Super Admin your Admin, secondary lite version admin page

    • 154 posts
    August 7, 2017 10:59 AM EDT

    I did raise a github, and moving here as this seems the place for feature requests.
    https://github.com/SocialEngine/phpv4-feature-requests/issues/123

    Soooo I am superadmin of my site, and I want other admins on the site but with less access but still have access to a lite version of the admin area.

    I dont want them seeing every users email addresses, I dont want them seeing the plugins, i dont want them to have access to theme options or layout, I dont want them seeing the licence number etc, I dont want them to have access to options that could change and mess up the storage.

    esp if a community gets good and staff are hired, only matter time before they export data or mess it up.

    Can this be done?

  • gs
    • 857 posts
    August 7, 2017 12:37 PM EDT

    Great idea (which I literally wrote in the github post).

    IMHO, it seems much of SE thinking seems to be focused on small communities (I'll mention here that I'm still in development so I am not a large community ...yet

    Although so much of the functionality of SE (and Plugins) is based on MLs, this was never built-in to ADMINcp.  If SE is expecting only 1 ADMIN (or a few very trusted ADMINs) then what we have sortof works.  But I simply believe in security (sometimes even protecting myself from myself through using different ADMIN levels for different purposes (so I don't accidentally make big mistakes when I'm rushing things); I've often used this in Accounting and Manufacturing systems - so when I put on a certain hat I login as that ADMIN so I can't make changes to settings I'm not thinking about right now - it also helps me see what can be done by different ADMIN levels).

    Anyway, I think this would be very beneficial to some ADMINs, especially if it was REQUIRED that 3rd-Party Plugins adhere to this.  IMHO SE has to begin doing more to require and enforce more things with 3rd-Party Devs. 

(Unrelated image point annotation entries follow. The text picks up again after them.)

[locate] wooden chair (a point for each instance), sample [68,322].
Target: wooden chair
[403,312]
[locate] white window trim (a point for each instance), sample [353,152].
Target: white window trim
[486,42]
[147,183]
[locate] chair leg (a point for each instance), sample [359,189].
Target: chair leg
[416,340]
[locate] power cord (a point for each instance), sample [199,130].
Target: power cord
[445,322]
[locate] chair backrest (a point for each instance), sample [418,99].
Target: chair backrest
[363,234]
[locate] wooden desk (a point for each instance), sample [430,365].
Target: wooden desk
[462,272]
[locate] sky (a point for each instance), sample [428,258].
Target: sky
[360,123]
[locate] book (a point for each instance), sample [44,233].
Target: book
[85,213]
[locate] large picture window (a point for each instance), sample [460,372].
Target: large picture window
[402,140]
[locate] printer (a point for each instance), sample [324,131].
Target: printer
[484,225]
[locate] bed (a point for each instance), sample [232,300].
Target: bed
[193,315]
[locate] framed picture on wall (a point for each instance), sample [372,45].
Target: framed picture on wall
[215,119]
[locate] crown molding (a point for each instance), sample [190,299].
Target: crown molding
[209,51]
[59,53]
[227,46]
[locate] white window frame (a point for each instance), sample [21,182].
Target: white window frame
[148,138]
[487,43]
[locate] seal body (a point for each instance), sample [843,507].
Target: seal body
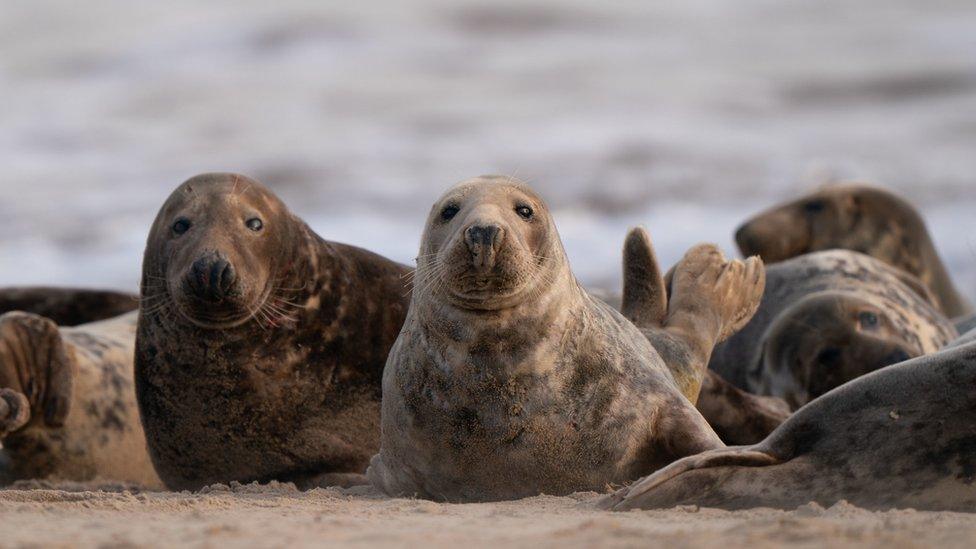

    I also recommended in another FR about providing a separate Advanced ADMINcp which those who need it could pay for.  Maybe this is one of the fuctions that could be included there.  The point is some of us (well, hopefully some day I'll be one of 'us') require more than simple functionality, just like there's basic accounting software all the way up to high-end platforms. 

    • 71 posts
    August 8, 2017 9:10 AM EDT

    @Daniel, we had exactly the same problem when working on a custom project. Our solution for that is Moderator Toolbox

     

    The idea was to create a special page for Moderators, where they have limited access only to things they need:

    1. User search (including by IP)

    2. Banning users (including for the period of time)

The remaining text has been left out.